Friends-wise, my first two to three years were a kind of false start, a period when I somehow got mixed up with the wrong people. By ‘wrong people’ I don’t mean the ‘bad’ kids – quite the opposite: these guys were good students and excellent at sport; they even attended Christian fellowship groups. But they weren’t interested in listening to music or talking to girls. In fact, when I mentioned that I had been hanging out with Jess, one of them said I ‘must be gay or something’, a proposition so illogical that it pre-empted rebuttal.
I also wanted to be cool. I wanted to live a little. I wanted to go to parties and drink beer and smoke cigarettes and indulge in some conventional, age-appropriate delinquency; I couldn’t see any of that happening with these guys.

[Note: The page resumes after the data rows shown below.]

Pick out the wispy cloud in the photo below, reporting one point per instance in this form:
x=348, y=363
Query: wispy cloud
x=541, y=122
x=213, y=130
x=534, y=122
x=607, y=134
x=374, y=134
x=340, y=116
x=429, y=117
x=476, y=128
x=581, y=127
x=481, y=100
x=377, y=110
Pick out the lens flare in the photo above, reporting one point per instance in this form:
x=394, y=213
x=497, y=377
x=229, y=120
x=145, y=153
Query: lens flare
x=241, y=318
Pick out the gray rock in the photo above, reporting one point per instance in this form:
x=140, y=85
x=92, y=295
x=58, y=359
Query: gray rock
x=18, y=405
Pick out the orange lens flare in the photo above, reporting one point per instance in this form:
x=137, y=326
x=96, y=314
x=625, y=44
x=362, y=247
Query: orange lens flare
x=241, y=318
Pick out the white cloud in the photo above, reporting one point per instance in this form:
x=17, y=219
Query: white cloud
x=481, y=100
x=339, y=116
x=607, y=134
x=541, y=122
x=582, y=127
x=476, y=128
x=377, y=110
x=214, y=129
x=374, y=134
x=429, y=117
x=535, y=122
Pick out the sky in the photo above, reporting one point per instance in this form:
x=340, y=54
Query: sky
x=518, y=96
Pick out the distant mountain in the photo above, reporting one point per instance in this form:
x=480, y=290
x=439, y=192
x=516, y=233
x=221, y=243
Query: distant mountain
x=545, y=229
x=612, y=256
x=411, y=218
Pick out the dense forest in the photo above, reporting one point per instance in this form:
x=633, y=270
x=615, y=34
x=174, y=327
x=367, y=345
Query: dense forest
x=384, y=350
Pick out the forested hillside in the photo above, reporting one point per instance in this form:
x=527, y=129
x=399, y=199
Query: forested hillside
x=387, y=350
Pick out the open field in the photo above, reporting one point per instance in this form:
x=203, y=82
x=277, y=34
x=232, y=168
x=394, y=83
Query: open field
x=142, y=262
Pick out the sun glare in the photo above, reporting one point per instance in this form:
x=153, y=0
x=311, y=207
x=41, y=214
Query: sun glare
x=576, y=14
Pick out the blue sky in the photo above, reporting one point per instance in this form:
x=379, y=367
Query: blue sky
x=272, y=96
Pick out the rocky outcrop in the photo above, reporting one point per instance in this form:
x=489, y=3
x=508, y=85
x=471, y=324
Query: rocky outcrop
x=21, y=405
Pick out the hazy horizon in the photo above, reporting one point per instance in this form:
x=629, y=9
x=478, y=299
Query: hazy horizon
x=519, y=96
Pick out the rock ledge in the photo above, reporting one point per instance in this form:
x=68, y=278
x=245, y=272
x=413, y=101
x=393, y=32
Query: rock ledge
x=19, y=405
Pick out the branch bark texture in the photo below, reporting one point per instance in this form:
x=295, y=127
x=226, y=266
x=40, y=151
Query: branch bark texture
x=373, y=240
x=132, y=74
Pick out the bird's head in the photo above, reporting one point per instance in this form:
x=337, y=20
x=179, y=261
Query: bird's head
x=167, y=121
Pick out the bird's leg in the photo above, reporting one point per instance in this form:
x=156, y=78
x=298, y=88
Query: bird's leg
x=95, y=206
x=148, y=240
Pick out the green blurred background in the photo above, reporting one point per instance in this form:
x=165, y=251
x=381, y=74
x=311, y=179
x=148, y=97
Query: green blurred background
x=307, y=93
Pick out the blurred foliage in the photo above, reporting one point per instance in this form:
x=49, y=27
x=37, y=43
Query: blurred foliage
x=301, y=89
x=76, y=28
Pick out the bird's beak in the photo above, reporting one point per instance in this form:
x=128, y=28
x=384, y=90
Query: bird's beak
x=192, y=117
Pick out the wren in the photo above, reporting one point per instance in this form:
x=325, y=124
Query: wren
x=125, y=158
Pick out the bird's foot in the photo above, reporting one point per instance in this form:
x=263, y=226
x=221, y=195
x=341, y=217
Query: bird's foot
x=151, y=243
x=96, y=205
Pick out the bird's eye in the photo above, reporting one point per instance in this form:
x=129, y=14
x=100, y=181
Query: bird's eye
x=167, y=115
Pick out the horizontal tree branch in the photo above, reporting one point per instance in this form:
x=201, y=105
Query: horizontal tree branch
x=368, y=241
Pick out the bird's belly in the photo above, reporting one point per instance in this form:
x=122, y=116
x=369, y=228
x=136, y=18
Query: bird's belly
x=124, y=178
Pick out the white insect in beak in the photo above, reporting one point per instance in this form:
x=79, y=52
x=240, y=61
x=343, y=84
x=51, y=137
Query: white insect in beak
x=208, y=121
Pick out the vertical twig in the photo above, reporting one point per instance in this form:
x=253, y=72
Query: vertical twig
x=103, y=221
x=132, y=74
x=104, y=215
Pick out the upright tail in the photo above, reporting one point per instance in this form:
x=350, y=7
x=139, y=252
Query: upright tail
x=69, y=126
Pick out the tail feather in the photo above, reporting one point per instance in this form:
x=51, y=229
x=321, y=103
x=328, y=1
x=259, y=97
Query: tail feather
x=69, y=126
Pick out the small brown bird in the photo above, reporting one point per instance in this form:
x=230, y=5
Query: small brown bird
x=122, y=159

And so I did something I could scarcely have thought myself capable of: I dumped them. One day, at recess, I just walked away from the group and didn’t talk to them again. I think some of them were hurt; I’d see in them a certain wounded look when our eyes met across the playground. When our paths crossed in the hallways or at the lockers, they wouldn’t acknowledge me; they wouldn’t say my name. I didn’t blame them. I deserved it.
By the end of year nine, I’d got to know a new group, which was headed by a tall skinny boy named Andrew Valder. Because of his last name, everyone called him Vader, as in Darth Vader, from Star Wars. It was a good nickname: commanding, slightly intimidating, a little sinister. He had big googly eyes and a narrow, almost fishy face. He had gone to the prep school with some of the other boys in the group, with whom he formed a band called the Powerheads; Andrew was the lead singer. They did Rolling Stones covers, and an original song called ‘Off Me!’, about people who stand so close when they talk to you that you eventually have to tell them, ‘Off me!’ I preferred the Stones covers.
Status at school was determined by how well you played football, or how smart you were, or if girls liked you, or if you played in a band. (That last category outranked all the others.) Andrew ticked all of these boxes, except maybe for football. But even then, he had turned this deficit into a credit simply by not caring about it. Andrew was terrible at rugby. He played in the lower teams, but he didn’t take it seriously: he mucked around, which was cool. I was terrible at rugby but I did care, which was uncool.
There were other boys: Ross, Tim, Bernard, Garth. Some of them had been friends for years and had formed an invisible ring, a circle of friendship. I only ever sat on the periphery. Andrew was nice to me; they were all nice to me. But I could never know them like they knew each other. I was an outsider, always standing on tiptoes, straining to look in.